Frankly, some of them should fear winding up on YouTube, considering what we've seen on YouTube already.
But I notice you're not talking about how New York's Mayor Bill de Blasio pulled back on the city's aggressive stop-and-frisk profiling policy on the streets last year. Conservatives howled, but so far homicides have continued to decline.
"So you want to coddle the criminals and wage war on police?"
No, quite the opposite. I want to see more cops on the street, working in cooperation with local residents and community leaders. Community policing works, if you do it right.

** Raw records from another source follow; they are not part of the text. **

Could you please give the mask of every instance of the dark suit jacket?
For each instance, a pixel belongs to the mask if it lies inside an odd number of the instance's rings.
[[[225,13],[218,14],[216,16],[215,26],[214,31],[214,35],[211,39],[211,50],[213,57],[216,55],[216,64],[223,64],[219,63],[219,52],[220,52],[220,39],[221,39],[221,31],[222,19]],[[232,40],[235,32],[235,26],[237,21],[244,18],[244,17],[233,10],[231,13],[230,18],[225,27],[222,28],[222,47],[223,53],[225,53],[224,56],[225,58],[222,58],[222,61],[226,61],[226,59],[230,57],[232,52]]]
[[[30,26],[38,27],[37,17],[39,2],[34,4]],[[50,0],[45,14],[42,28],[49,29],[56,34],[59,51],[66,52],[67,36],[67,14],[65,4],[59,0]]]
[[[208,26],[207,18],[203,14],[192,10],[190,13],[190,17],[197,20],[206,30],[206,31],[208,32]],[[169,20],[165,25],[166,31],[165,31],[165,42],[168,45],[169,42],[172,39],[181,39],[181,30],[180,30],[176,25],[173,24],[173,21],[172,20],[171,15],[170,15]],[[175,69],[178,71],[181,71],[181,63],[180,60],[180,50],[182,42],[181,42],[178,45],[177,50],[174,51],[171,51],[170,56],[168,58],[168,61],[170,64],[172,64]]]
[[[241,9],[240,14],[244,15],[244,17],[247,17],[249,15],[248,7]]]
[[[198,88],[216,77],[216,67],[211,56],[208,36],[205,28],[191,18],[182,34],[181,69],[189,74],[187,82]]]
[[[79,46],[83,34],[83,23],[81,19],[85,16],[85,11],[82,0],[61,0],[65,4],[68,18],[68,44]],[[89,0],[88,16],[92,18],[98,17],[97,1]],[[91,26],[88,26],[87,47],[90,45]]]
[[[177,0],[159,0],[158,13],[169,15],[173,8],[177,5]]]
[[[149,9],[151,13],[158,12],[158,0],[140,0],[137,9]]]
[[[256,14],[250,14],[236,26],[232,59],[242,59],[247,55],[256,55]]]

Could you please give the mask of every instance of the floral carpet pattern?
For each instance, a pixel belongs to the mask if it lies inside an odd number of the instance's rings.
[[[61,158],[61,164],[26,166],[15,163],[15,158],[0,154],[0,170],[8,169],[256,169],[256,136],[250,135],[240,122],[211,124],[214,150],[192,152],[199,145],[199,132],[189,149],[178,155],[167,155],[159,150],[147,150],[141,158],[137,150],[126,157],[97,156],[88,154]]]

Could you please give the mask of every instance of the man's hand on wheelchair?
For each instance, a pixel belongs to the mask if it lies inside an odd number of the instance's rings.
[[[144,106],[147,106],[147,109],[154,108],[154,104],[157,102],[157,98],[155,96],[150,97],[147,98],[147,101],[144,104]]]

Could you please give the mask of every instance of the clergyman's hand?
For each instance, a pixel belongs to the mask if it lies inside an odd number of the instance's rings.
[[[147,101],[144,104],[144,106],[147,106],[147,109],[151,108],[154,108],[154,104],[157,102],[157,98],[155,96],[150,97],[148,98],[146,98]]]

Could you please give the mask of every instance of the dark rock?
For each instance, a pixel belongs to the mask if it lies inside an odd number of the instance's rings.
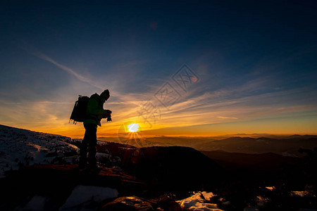
[[[151,203],[135,196],[118,198],[102,207],[101,210],[111,211],[151,211],[154,210]]]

Unfortunately, Chicago police are undermanned and pulling lots of overtime. The city and state are deep in debt, and, as much as Mayor Rahm Emanuel talks about hiring more cops, nobody knows where he's going to get the money except from taxpayers who are feeling pretty tapped out already.

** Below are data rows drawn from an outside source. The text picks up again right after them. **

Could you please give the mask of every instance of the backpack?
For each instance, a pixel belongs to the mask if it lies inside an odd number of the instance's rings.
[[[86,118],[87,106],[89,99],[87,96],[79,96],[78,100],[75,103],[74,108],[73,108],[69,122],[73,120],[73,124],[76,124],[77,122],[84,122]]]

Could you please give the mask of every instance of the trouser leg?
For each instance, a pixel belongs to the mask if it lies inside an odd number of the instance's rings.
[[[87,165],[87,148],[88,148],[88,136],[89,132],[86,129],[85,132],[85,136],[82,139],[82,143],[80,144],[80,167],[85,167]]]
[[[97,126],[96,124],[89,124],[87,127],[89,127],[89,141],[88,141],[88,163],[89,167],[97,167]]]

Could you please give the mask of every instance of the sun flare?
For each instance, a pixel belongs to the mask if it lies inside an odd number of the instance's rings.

Ah, so, once again Democrats are screwing up our cities.
I know you'd like to make this a partisan issue, but it's not that simple either.
"Hey, Donald Trump recently said Chicago police could solve the city's crime problem 'in a week.' "
Oh, yeah? How? Is he going to give gangbangers scholarships to Trump University?
"No," he says the police only have to be "very much tougher" than they are now.
Oh, gimme a break. This is a guy who claims he knows "more about ISIS than the generals." Now he thinks he knows more than Chicago's police?
"He says one of Chicago's 'very top police' told him and Trump says he believed the guy '100 percent.' "
Right. That would make Trump as gullible as he hopes the voters will be in November.